WASHINGTON, March 21, 2013 – Total U.S. petroleum deliveries (a measure of demand) were down 4.1 percent for February against the same month a year ago – to the lowest February level in 20 years (since 1993).
“Declining numbers for most of the key products isn’t consistent with a robust recovery,” said API Chief Economist John Felmy. “Although there’s been some encouraging news on employment and manufacturing, fuel demand is an important indicator of where the economy is – and it’s headed in a different direction.”
Gasoline deliveries were down from February a year ago by 3.1 percent while distillate deliveries fell by 7.3 percent, driven by the relative weakness of ultra-low-sulfur distillate deliveries (down by 6.1 percent from February 2012).
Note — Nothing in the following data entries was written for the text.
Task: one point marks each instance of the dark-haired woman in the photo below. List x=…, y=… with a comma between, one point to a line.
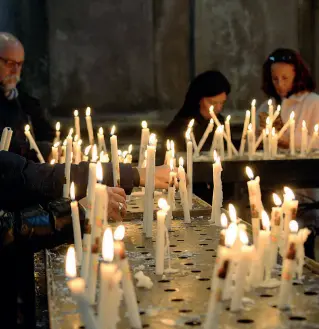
x=287, y=80
x=207, y=89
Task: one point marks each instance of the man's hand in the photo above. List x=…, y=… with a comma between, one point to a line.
x=117, y=203
x=161, y=176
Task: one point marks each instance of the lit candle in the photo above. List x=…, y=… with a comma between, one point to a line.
x=32, y=143
x=208, y=130
x=89, y=215
x=243, y=136
x=242, y=269
x=77, y=124
x=160, y=236
x=286, y=125
x=228, y=134
x=127, y=283
x=304, y=138
x=77, y=289
x=145, y=135
x=261, y=261
x=255, y=202
x=183, y=191
x=76, y=225
x=115, y=158
x=251, y=142
x=109, y=299
x=314, y=138
x=292, y=135
x=288, y=270
x=217, y=122
x=89, y=126
x=149, y=187
x=217, y=201
x=57, y=132
x=171, y=195
x=189, y=159
x=67, y=167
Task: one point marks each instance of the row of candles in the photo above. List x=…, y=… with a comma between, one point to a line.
x=269, y=137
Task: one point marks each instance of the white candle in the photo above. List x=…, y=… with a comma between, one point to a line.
x=77, y=289
x=67, y=167
x=292, y=136
x=242, y=269
x=228, y=134
x=314, y=138
x=217, y=201
x=89, y=126
x=304, y=138
x=77, y=124
x=145, y=135
x=243, y=136
x=183, y=191
x=101, y=140
x=160, y=236
x=189, y=159
x=255, y=202
x=286, y=125
x=109, y=299
x=32, y=143
x=149, y=187
x=76, y=225
x=208, y=130
x=217, y=122
x=127, y=283
x=115, y=158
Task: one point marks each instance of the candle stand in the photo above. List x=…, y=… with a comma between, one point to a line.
x=180, y=299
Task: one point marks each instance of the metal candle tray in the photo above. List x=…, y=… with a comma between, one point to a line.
x=180, y=300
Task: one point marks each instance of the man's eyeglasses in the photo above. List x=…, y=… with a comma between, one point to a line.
x=11, y=64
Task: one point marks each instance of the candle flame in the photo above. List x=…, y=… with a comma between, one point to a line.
x=113, y=130
x=243, y=237
x=99, y=172
x=293, y=226
x=265, y=220
x=108, y=245
x=276, y=199
x=87, y=150
x=232, y=213
x=230, y=236
x=70, y=263
x=223, y=220
x=162, y=203
x=249, y=173
x=181, y=162
x=94, y=153
x=72, y=191
x=289, y=193
x=152, y=140
x=119, y=233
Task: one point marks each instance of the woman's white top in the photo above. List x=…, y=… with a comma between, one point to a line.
x=306, y=107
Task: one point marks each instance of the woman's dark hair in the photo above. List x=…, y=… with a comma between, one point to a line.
x=206, y=84
x=303, y=80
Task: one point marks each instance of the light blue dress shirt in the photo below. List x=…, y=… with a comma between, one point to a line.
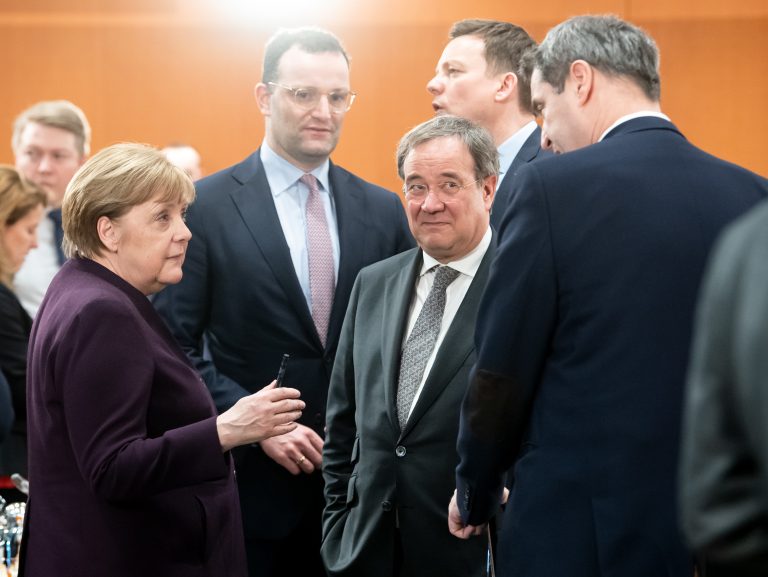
x=290, y=197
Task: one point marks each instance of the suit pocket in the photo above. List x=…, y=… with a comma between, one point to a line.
x=352, y=491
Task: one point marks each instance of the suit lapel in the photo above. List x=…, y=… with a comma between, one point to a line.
x=348, y=199
x=257, y=208
x=457, y=344
x=398, y=292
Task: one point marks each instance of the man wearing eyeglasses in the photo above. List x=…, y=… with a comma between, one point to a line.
x=278, y=240
x=403, y=365
x=479, y=76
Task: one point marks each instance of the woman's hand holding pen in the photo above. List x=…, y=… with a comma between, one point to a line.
x=271, y=411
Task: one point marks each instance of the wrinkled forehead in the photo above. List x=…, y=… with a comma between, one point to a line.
x=298, y=68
February demand was also down for kerosine jet fuel by 8.7 percent and for residual fuel oil by 12.6 percent, although it rose for other oils by 4.8 percent.
Refinery gross inputs fell below 15.0 million barrels per day for the second month in a row. Production of all major refined products – gasoline, distillates, jet fuel, and residual fuels – was higher than demand, so products were exported, with an overall increase of 11.7 percent in February compared with the same month in 2012. Gasoline production was up by 0.8 percent to 8.7 million barrels per day, the second highest February output ever recorded, although down from January 2013. Distillate fuel production rose to its highest ever February level, though also down from the prior month.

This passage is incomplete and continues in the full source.